Figure 2.

RIP-Seq Analysis of RNAs That Coimmunoprecipitate with SCD14 and SCD11.

(A) Immunoprecipitation of SCD14 and SCD11. Stromal extracts from transgenic Arabidopsis expressing the indicated protein or from the Col-0 progenitor were used for immunoprecipitation with anti-FLAG antibody. The pellet (P) and supernatant (S) fractions were analyzed by immunoblot analysis using anti-FLAG antibody.

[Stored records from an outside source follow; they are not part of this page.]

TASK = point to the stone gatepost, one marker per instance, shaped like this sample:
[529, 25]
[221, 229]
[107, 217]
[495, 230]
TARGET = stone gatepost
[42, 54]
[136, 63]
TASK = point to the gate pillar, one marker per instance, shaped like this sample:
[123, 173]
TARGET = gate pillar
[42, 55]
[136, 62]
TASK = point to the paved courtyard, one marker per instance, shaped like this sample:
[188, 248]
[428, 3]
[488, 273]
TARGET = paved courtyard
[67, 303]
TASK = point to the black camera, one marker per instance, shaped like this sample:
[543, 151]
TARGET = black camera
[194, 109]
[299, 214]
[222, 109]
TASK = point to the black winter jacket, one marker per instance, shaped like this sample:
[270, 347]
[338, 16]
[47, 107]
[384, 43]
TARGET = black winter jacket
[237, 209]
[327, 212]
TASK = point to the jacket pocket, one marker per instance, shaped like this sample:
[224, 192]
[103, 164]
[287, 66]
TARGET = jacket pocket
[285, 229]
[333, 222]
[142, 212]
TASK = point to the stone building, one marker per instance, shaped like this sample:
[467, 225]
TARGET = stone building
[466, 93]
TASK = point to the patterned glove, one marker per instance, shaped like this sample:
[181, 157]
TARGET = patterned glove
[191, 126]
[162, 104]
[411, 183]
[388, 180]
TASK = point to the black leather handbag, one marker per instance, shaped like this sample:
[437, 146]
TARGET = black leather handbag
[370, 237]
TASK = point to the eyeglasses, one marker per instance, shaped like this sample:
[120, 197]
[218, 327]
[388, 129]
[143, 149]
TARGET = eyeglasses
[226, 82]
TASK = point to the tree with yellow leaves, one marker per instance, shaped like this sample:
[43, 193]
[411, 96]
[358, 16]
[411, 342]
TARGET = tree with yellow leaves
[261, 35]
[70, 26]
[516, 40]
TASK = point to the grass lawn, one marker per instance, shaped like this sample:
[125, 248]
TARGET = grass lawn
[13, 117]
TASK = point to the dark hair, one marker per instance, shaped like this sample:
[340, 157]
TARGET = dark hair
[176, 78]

An excerpt of the Ponceau S–stained filter is shown to illustrate the abundance of the large subunit of Rubisco (RbcL), which serves as a loading control. An equal proportion of each pellet fraction was analyzed; one-fourth that proportion of each supernatant was analyzed to avoid overloading the lane.

(B) Slot-blot hybridization analysis of RNAs that coimmunoprecipitate with SCD14 and SCD11. RNA was extracted from the immunoprecipitations analyzed in (A) and applied to nylon membrane via a slot-blot manifold. The same proportion of all samples was analyzed to illustrate the partitioning of psbA RNA between the pellet and supernatant (Sup) fractions. Replicate blots were hybridized with oligonucleotide probes specific for the psbA 5ʹ UTR or 3ʹ UTR.

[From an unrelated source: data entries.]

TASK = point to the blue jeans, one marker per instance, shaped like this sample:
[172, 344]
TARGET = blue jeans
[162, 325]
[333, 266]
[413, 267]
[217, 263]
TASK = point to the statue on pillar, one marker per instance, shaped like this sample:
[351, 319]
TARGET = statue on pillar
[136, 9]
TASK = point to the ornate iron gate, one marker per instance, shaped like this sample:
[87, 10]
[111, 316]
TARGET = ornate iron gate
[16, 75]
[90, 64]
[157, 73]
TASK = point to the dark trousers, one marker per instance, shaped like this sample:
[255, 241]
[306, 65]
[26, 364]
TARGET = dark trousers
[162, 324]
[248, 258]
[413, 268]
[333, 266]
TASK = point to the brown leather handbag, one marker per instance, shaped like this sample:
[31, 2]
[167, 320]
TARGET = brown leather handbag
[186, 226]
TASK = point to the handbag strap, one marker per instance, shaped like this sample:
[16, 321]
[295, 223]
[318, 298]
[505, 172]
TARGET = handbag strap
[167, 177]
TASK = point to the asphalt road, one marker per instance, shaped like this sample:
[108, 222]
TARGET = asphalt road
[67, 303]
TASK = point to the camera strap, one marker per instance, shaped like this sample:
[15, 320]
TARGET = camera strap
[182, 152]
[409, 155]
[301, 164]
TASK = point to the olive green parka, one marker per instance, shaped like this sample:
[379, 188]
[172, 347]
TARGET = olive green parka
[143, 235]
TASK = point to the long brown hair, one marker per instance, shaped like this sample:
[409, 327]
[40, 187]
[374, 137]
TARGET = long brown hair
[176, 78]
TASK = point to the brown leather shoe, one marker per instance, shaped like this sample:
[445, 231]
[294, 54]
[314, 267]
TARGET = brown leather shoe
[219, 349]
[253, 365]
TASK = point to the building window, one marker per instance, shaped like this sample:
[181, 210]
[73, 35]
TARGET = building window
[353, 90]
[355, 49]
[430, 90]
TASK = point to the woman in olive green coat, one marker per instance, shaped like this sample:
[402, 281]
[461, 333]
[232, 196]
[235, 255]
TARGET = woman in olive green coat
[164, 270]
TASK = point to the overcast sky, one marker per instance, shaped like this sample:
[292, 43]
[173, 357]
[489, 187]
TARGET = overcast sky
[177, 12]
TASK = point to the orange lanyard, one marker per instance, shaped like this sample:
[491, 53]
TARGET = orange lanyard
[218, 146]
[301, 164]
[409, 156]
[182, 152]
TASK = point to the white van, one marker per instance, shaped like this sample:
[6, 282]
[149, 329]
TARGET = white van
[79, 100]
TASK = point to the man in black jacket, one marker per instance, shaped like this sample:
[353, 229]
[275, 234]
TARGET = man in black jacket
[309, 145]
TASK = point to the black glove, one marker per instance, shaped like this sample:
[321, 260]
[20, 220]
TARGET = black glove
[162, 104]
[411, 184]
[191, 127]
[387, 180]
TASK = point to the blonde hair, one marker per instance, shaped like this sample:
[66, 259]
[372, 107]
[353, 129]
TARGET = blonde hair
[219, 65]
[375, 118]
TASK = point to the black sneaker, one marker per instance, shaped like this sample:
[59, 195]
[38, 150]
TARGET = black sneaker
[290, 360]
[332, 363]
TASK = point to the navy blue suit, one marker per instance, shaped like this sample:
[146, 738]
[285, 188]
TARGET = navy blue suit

(C) Plastome-wide view of RNAs that coimmunoprecipitate with SCD11 and SCD14. Results are plotted as the sequence coverage in consecutive 10-nucleotide windows along the chloroplast genome (accession NC_000932.1) per million reads mapped to the chloroplast genome. The negative control used an antibody that does not detect proteins in Arabidopsis together with extract from the SCD14 line. Data for replicate experiments are shown in Supplemental Figure 2A. Read counts for all RIP-seq experiments are provided in Supplemental Data Set 1.

(D) Enrichment of RNA from each protein-coding chloroplast gene in SCD11 and SCD14 coimmunoprecipitates. The ratio of normalized reads/gene in the experimental versus control immunoprecipitations (IP) is shown for replicate 1. Data for replicate experiments are shown in Supplemental Figure 2A.